# Follow Up: RVs on the Move Around Colorado Springs



## Crazy Hobo Johnny (Jun 12, 2019)

*Hi All...

This is a follow up on the ordinance in Colorado Springs, CO on RV parking...

https://www.krdo.com/news/rvs-stay-on-the-move-around-colorado-springs-despite-ordinance/1085393305*


----------



## WyldLyfe (Jun 12, 2019)

Nice follow up Johnny, recall the last thing you posted bout dis, guess they gonna have to go dwell on the outskirts of society like where the border of there town/city is and the wilderness if possible, thats were I like to dwell thats where a lotta peace is too.

Otherwise Johnny your gonna have to walk into the local council or who ever the "leaders" are of your area and start head butting randoms! Keep it Legit John!


----------



## Crazy Hobo Johnny (Jun 12, 2019)

WyldLyfe said:


> Nice follow up Johnny, recall the last thing you posted bout dis, guess they gonna have to go dwell on the outskirts of society like where the border of there town/city is and the wilderness if possible, thats were I like to dwell thats where a lotta peace is too.
> 
> Otherwise Johnny your gonna have to walk into the local council or who ever the "leaders" are of your area and start head butting randoms! Keep it Legit John!

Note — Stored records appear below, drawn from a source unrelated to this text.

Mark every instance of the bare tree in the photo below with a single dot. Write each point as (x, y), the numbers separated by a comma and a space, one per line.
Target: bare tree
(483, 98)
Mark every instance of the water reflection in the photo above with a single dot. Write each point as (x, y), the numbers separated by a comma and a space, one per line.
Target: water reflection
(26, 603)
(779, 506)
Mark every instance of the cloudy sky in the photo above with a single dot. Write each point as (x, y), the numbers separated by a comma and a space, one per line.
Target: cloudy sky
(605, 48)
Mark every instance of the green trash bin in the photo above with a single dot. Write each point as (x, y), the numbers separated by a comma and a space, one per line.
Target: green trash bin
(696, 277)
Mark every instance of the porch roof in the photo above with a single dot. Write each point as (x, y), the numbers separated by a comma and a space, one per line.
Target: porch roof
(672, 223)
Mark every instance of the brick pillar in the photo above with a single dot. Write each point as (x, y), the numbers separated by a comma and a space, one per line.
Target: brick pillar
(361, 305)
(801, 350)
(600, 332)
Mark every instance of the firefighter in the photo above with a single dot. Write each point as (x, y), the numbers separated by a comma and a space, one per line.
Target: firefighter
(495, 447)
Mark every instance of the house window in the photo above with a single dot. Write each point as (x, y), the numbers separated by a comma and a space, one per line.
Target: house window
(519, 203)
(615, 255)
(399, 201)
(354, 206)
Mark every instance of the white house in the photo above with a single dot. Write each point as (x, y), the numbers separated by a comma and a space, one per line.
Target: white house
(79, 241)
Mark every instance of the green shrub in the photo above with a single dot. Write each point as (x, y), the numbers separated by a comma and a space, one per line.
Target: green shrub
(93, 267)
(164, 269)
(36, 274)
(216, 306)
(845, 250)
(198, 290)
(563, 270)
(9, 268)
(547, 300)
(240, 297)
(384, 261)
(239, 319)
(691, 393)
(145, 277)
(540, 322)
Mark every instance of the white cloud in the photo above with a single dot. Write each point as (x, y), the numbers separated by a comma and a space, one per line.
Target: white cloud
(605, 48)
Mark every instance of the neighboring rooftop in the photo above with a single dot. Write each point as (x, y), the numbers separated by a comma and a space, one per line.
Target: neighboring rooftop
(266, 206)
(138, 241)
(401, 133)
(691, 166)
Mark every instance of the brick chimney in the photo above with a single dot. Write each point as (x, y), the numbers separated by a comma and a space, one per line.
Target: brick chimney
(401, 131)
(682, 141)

Thanks! I wouldn't doubt there might be a lawsuit to challenge this city ordinance in the future. Time will tell!


----------



## BradKajukenbo (Jun 13, 2019)

Here in Shasta County there is an ordinance where you can't keep any RV or camping trailer on your land unless its under a cover. Even then you can't live in it or permit anyone to live in it. A couple years ago my son got one of those tent trailers. Set it up in the South 40 for the summer so he can watch over his garden. 3 weeks later the county came. You know, I'm surprised they let people camp in their own yards now. Soon they probably will be banning that. I tell ya folks, soon the only way your kids can have a back yard camp out is pitching the tent in the living room or garage. sheesh


----------



## Crazy Hobo Johnny (Jun 13, 2019)

BradKajukenbo said:


> Here in Shasta County there is an ordinance where you can't keep any RV or camping trailer on your land unless its under a cover. Even then you can't live in it or permit anyone to live in it. A couple years ago my son got one of those tent trailers. Set it up in the South 40 for the summer so he can watch over his garden. 3 weeks later the county came. You know, I'm surprised they let people camp in their own yards now. Soon they probably will be banning that. I tell ya folks, soon the only way your kids can have a back yard camp out is pitching the tent in the living room or garage. sheesh


*It's time for people to fight back! Time to recall or vote out these moronic do nothing public officials who want nothing but power and our money. That's what is going to take! *


----------



## BradKajukenbo (Jun 14, 2019)

Crazy Hobo Johnny said:


> *It's time for people to fight back! Time to recall or vote out these moronic do nothing public officials who want nothing but power and our money. That's what is going to take! *



Agreed. With power comes money. With money comes greed. Those who got into office because they wanted to make a difference, Power, control, money, and greed over takes them. Take that power away and they fall and most of the time that's when shady deals and secrets are exposed. We the people give them power. We the people should have the right to take that power from them when their power is abused.


----------